Likewise, Pakistan has realized that no other country places such high strategic importance in its economic relationship with Pakistan as China does. Pakistan also greatly values the economic corridor and views it as mutually beneficial in terms of politics and economic development. Pakistan aims to advance from being a lower-middle-income nation to an upper-middle-income nation by 2025. To achieve this goal, Pakistan hopes to attract increasing amounts of foreign investment. The country is working to improve its overall economy by constructing energy projects and other forms of infrastructure, to create employment opportunities and to improve its governance.
The logic behind this strategy is that fundamentally improving Pakistan’s economy will help alleviate the challenges posed by political extremists and radicals. China and Pakistan share the belief that economic development can help stabilize Pakistan and improve its domestic security situation. However, China also recognizes that the security, political, and cultural risks and uncertainties facing the economic corridor cannot be overlooked. The first of these risks is terrorism, which has long affected Pakistan’s internal security and stability. The security threat posed by terrorism remains ongoing, despite the economic benefits that the CPEC can offer Pakistan. The corridor aims to enhance the well-being of people throughout the country and bring long-term prosperity and stability.
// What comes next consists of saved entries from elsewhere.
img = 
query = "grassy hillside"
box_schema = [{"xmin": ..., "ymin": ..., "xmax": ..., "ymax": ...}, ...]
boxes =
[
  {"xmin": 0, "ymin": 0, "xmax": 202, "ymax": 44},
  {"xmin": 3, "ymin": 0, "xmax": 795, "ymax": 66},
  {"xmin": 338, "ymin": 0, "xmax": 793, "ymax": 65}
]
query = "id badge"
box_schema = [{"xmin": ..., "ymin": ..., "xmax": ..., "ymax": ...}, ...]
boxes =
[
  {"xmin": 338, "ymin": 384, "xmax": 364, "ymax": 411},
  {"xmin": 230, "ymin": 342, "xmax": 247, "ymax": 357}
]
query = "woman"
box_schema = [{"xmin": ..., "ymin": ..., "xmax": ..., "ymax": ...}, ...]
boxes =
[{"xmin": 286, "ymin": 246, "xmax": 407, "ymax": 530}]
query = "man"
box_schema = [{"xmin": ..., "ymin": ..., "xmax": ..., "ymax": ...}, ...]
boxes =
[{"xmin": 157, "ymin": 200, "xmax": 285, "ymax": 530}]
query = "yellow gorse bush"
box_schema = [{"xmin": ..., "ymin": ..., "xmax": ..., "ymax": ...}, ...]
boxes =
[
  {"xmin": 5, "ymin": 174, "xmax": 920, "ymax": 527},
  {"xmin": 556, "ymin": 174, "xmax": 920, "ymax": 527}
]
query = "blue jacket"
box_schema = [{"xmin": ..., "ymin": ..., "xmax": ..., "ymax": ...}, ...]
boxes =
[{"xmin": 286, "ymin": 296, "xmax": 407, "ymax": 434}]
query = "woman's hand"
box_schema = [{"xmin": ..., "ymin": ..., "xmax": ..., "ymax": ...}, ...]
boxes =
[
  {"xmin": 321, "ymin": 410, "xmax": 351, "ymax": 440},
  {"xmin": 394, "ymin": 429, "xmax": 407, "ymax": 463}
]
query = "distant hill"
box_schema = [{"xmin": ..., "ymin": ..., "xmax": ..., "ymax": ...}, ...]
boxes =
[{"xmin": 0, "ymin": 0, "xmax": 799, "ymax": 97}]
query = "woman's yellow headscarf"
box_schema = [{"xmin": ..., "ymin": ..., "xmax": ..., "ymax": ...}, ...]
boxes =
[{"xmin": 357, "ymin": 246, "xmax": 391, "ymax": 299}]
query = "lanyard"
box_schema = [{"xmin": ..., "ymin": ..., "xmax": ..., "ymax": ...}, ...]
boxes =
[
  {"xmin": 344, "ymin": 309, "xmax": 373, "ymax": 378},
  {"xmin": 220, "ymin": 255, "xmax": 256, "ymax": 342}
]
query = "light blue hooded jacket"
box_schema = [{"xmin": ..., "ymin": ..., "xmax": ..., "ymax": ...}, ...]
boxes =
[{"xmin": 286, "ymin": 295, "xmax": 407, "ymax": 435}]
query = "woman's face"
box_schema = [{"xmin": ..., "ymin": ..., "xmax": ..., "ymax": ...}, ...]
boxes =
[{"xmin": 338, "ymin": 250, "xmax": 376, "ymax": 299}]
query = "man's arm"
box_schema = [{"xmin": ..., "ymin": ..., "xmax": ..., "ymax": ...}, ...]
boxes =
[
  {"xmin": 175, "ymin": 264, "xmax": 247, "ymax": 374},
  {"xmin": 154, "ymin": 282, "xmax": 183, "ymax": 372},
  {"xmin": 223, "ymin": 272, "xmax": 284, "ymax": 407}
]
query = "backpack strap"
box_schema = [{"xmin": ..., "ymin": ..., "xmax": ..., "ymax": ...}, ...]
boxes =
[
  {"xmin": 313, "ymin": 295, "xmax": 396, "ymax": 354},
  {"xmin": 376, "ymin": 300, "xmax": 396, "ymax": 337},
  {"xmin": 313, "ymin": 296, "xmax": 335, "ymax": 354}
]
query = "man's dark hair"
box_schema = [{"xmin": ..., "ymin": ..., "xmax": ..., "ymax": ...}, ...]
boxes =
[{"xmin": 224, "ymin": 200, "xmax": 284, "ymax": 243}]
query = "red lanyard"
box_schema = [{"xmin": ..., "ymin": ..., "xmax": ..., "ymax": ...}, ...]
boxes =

The Pakistani authorities, meanwhile, have promised China they will do everything possible to ensure the safety of Chinese nationals.
Second, Pakistan’s domestic politics is also important to the CPEC’s success. The country’s political system has never been particularly stable. Political power oscillates between military and civilian leaders. General Pervez Musharraf’s resignation as President in 2008 ended the latest period of military rule, and from that point onward, the military has been pushed from centre-stage. In the 2013 election, the Pakistan People’s Party lost power after the Pakistan Muslim League Nawaz defeated it. The successful completion of this election, as well as the smooth transition of power that ensued, was the first time in Pakistan’s history that a civilian government was able to serve out its entire term. This was a sign of improvement for Pakistan’s democracy.
On the other hand, Pakistan’s traditional political culture, which is almost feudal in nature, also continues to play an important role. Powerful families based in different provinces, such as the Bhuttos and the Sharifs, have typically held political power. Behind the party politics are local interests groups associated with these families. Various parties within Pakistan have disagreed a lot about how CPEC transportation routes should be mapped out. The competing parties are primarily interested in how the cake should be divided, so to speak. To strengthen its respective standing among the electorate, each of Pakistan’s political parties hopes the CPEC will pass through the region it represents, allowing its local community to enjoy the corridor’s benefits. China and Pakistan have taken positive measures to help set up the CPEC for success ahead.